The man laughed. “Happens all the time. Some asshole puts an engine in the scrap pile
. . . Kaboom.” He mimed the force of the explosion with his two hands, then offered
one to Peter.

Peter accepted the lift. He dusted off his knees. “Fuck,” he said. He shook his head.


Fuck
, that’s right,” the man repeated, still laughing. “Where you from? Not here.”

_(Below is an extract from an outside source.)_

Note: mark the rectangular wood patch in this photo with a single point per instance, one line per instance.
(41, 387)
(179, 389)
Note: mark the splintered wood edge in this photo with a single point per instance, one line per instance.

Peter noticed the man’s bicycle again, now leaning against the car where they had
taken cover. It was so small, it looked like a child’s bicycle, and behind it there
was a slack bit of rope that kept it tethered to a shopping cart. The shopping cart
was filled with scrap metal.

“We’re from New York,” Gwen said.

Peter gave her a look. “You work for the foundry?” he asked the man.

“I work for myself,” the man said. “Finkel pays by weight. I gather what I can.” The
man looked them up and down again, then between them—from Gwen to Peter and back again—as
if he was contemplating something. His gaze rested heavily on Peter finally, and Peter
could feel the man sizing him up as if comparing his features to something else he’d
seen. Peter thought of the grimy, heavy-lined police sketches that depicted kidnappers.
He wondered if such a sketch existed in a rough approximation of his own face.